The End of the IT Services Company Model Based Solely on Daily Rates

1 min read

For more than thirty years, the economic model of IT services companies (ESNs in France) has relied on a simple equation: selling human time. The arrival of AI profoundly changes this equation. When an engineer can produce in a few hours what previously required several days, a question becomes inevitable: Should the client continue to buy time or start buying results?

The paradox is striking: The more productive an IT services company becomes thanks to AI, the fewer days it theoretically needs to sell. For the first time in the history of digital services, the production of part of the technical work is no longer exclusively linked to the time spent by an engineer.

AI is capable of producing code, generating tests, writing documentation, creating configurations, performing data analysis, or even automating tasks previously performed manually. In this new context, the end client is no longer interested in the number of days consumed. They are interested in the result obtained.

The question is no longer:

➡️ "How many consultants are you going to mobilize?"

but:

➡️ "How much time are you going to save me?"

and above all:

➡️ "How much savings are you going to allow me to achieve?"

This evolution directly challenges the historic Daily Rate (TJM) model. Indeed, when a task previously performed in twenty days can be executed in two days thanks to AI, the client no longer understands why they should continue to pay for twenty days of service. The billing logic based exclusively on time then progressively becomes incompatible with the productivity gains brought by artificial intelligence.

IT services companies that continue to sell only time risk finding themselves in a paradoxical situation: the more productive their teams become thanks to AI, the more they mechanically reduce their volume of billable days. Conversely, companies that know how to sell value rather than time will have a considerable advantage.
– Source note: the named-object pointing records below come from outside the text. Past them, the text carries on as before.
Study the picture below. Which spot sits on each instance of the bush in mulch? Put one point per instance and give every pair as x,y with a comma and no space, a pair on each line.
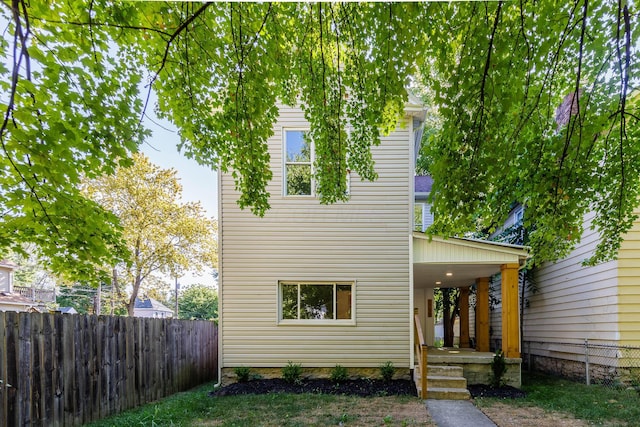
503,392
360,387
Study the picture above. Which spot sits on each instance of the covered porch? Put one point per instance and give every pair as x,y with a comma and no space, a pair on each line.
463,263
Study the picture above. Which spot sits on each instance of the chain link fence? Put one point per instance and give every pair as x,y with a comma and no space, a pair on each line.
591,362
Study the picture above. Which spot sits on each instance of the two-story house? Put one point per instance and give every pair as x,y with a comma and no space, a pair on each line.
323,285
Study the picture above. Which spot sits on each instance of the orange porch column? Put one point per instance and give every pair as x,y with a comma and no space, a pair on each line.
510,311
482,314
464,317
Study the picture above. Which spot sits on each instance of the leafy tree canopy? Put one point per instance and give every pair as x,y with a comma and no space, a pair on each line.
198,302
162,234
72,72
538,104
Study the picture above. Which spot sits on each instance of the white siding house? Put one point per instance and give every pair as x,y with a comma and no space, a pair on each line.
573,305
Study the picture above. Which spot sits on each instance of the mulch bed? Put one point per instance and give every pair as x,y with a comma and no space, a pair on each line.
504,392
362,387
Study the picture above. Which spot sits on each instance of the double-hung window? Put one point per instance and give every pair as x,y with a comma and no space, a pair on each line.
298,176
314,301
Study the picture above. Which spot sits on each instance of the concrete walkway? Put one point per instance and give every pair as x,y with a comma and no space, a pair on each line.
457,413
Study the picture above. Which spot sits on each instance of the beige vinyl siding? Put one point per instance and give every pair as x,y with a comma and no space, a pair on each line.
364,241
573,303
629,287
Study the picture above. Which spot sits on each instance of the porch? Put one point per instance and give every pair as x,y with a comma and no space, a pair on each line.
463,263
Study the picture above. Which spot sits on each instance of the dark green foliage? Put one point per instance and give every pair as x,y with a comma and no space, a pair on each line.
292,372
242,373
198,302
387,370
339,374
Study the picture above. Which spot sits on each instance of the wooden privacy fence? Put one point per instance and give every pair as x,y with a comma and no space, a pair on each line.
63,369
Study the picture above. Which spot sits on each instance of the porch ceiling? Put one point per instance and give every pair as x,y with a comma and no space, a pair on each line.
464,260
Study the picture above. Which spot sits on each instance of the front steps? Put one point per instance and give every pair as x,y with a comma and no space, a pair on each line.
444,383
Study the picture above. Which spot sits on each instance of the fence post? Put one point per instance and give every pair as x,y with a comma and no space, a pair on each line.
586,359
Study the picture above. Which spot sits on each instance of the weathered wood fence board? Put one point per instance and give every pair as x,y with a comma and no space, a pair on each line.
62,369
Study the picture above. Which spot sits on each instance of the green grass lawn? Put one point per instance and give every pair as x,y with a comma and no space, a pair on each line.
197,408
595,404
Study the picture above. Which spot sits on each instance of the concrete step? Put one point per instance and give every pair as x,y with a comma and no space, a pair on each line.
443,393
445,371
446,382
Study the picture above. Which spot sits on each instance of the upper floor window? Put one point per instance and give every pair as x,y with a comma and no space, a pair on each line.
298,180
422,216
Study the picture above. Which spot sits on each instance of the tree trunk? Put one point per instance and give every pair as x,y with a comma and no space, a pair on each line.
449,315
134,294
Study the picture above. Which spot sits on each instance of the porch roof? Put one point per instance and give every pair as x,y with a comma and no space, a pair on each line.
465,259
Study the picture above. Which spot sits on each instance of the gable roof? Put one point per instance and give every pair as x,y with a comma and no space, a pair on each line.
150,303
8,264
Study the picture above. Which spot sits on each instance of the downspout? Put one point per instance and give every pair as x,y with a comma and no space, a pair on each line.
220,280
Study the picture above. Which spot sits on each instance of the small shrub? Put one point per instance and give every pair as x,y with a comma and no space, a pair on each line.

Tomorrow, the most successful economic models will probably be hybrid, with a portion linked to:

✅ Human expertise;

✅ The use of AI platforms;

✅ The results obtained;

✅ The actual uses of the technology.

The IT services company will no longer be just a supplier of consultants. It will become a productivity operator. Its mission will no longer consist of selling man-days, but of delivering a business result faster, at a lower cost, and with a higher level of quality.